Framing and composition is one of the most easy to explain, but difficult to master, topics in video making. In the video below by Caleb Pike, along with Guy Silagi, you get a nice introduction to some of those basic principles.

HFSS Episode #5: Framing for Film from Caleb Pike on Vimeo.

Here are the three main types of shots used in character based storytelling-

Full – A full shot shows the entire subject’s body from head to toe. It’s used to give a subject context in their setting. In the video above we see Guy Silagi standing outside on a sidewalk and with that information we can see how he’s physically relating to his surroundings. Full shots are sometimes used as establishing shots. An establishing shot tells you where the story takes place, also known as the setting.

Medium – A medium shot shows the subject from about the hips or waist up. It’s useful for a when a subject is conveying information and it still allows you to still see them interacting with their environment. With a medium shot the setting has already been established in prior shots and more emphasis is being placed on the subject.

Close – A close shot, also called a close up, focuses on the subject’s face. As noted in the video above, you don’t want to give too much headroom, bring the shot in close to show the head, neck, and a bit of the shoulders. This type of shot places emphasis on the subjects facial expressions to help convey the emotion in a story. If you zoom in even more you can get what’s called an extreme close up. For example, a shot of a subjects’ eyes or mouth will show and emphasize an expression during an important moment.

Now that we’ve covered our basic types of shots let’s discuss where on the image frame we place our subject. In the video below by D. Eric Franks we’re introduced to the rule of thirds and are shown several examples of professional movies that utilize it.

Framing and Composition from Videopia on Vimeo.
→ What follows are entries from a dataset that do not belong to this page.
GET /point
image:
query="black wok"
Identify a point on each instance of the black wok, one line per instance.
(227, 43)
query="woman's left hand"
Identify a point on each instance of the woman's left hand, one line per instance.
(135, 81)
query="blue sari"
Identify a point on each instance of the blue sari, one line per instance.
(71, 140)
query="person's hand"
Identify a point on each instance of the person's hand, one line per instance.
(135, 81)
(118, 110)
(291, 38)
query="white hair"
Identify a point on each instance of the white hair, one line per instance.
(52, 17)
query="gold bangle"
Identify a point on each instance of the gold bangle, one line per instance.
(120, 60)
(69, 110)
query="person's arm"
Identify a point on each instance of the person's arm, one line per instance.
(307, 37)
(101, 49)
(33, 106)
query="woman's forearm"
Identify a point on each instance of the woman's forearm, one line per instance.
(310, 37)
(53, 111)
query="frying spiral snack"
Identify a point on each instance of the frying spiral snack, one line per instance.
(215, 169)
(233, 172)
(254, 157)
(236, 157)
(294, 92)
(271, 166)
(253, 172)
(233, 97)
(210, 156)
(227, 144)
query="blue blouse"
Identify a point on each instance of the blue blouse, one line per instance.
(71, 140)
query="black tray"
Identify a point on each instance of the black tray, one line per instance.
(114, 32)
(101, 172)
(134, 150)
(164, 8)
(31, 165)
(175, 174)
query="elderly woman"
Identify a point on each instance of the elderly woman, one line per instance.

Simply put, the rule of thirds is a method of composing your shots. Imagine that your frame has lines running though it, two horizontally, and two vertically. Together these lines divide the frame into 9 squares. Where the lines intersect are points where you want to put your subject. Aesthetically this will make your shots more interesting to the eye. Generally it’s boring to perfectly center your subject, you want them a bit to the left or the right of center. This also applies with horizon lines, don’t center the horizon so it divides the frame into even top and bottom halves. Instead have the horizon run across the lower or upper third of the image frame.

Rule of thirds from Jayne Whitelock on Vimeo.

Above is another handy tutorial, by Jayne Whitelock, on the rule of thirds for reference.

The rule of thirds is essential in painting, photography, and of course videography. It can take a lot of practice to masterfully apply it but with a little experimentation you’ll catch on and your videos will look better for it. By applying the rule of thirds, along with getting a handle for when to use full, medium, and close shots I have no doubt your videos will blossom into engaging stories that draw in your viewers.